I’ve always been quite interested in healthy eating, but really it’s because I’m interested in eating, full stop. I could never have food without pleasure. So I guess what inspires me is my love of eating! I actually love creating food that tastes really good but also happens to love you back.
What keeps me interested is that I never stop learning. In the world of nutrition where I hang out, there is always, always, something interesting and new going on. The science is always evolving and I find that really fascinating. And today we face some of the biggest (pun intended) challenges we ever have in terms of health with the ‘diabesity’ crisis that’s growing every day. Big things are going to have to happen to put the brakes on that.
Why do you think people are so big and unhealthy when so many of us have access to quality information and fresh foods, more than ever before?
That is such a complex question and my take on it from talking and listening to many, many experts is that there is no one answer. It’s a whole combination of things, from psychology and physiology to our environment, economic status and lifestyle. The environment is a big one, though. Our world is set up, really, to help us be overweight and unhealthy. It can be really hard to fight that, and clearly many of us just can’t. We’re overwhelmed.
If you had to choose your top five favourite food ingredients, what would they be?
This changes all the time. Right now: miso, chillies, eggs, cheese, broccoli.
Do you ever get sick of talking about food? Do people confess their food sins to you?
I rarely get sick of talking about food. It’s a fascinating topic! Sometimes I don’t want to read or watch TV shows about it, though! So maybe I do get a bit overloaded at times.
I’m not sure about the sins… people are often quite reluctant to invite me over for dinner. I think they think they need to cook something really impressive and amazing, but actually I love it when anyone cooks for me, even if it’s just eggs on toast.
If you had three key pieces of advice for people when it comes to healthy eating, what would they be?
- Try and listen to your body; eat when you’re hungry and don’t eat when you’re not, and stop eating when you’re full. Sounds simple but it’s not so easy; but if we can do this we’re half way there.
- Don’t beat yourself up about what you eat. Don’t let food make you feel guilty or ashamed. That’s giving food far more power than it should have. And likewise, try not to obsess about eating ‘right’. Just try and eat well most of the time.
- Eat lots of veges. However much you eat, add more.
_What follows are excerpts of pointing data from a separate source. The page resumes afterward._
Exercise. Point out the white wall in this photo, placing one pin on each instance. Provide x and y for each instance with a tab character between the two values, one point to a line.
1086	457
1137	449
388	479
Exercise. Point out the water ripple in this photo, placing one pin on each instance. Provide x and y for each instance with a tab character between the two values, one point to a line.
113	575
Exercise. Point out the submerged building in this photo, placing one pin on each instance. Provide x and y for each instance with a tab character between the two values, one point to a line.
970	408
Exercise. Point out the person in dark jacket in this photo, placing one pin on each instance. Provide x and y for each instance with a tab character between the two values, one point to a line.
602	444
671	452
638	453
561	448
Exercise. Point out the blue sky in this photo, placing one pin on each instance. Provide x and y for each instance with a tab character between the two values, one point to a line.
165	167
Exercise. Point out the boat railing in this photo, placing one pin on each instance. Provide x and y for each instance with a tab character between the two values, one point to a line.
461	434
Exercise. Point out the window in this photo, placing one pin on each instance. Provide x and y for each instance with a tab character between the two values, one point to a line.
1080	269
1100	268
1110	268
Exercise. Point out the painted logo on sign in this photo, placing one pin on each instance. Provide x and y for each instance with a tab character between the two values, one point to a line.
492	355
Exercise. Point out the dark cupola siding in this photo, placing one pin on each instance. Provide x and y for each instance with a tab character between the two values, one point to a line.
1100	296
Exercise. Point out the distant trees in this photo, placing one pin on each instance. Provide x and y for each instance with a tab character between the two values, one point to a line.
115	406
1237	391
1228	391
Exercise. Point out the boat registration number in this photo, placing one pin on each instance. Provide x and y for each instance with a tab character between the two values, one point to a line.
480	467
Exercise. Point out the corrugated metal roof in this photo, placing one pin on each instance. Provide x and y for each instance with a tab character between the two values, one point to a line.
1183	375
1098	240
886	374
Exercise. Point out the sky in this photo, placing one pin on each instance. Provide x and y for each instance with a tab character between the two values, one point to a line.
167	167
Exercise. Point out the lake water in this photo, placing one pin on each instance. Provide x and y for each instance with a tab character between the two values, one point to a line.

You’re also a vintage fashionista, with an interest in ethical clothing. What led you down that path?
I’ve always loved fashion and style, and always loved vintage to some extent. I guess a couple of years ago I had a bit of an epiphany when I watched the film The True Cost. It really changed the way I think about what I buy; and from then on I got into vintage in earnest, and also revived my love of sewing. So now my clothes are either old, or home-made, for the most part. I love vintage because the clothes have stories to tell. They are special and precious. A lot of what I wear is older than I am; I love the idea of these dresses having had a whole life and adventures before they came to me. It’s much better than a boring chain-store thing that hundreds of other people also own. A vintage/home-made wardrobe is truly individual, and for me it’s a way of expressing myself, too. It’s a creative outlet.
Niki Bezzant is passionate about food, healthy eating, nutrition and food culture, and marketing and policy. She is editor-at-large of Healthy Food Guide magazine, a columnist for the Herald on Sunday and a frequent contributor to radio and television. She is also a lover of vintage fashion and a keen sewer. She also really, really loves veges.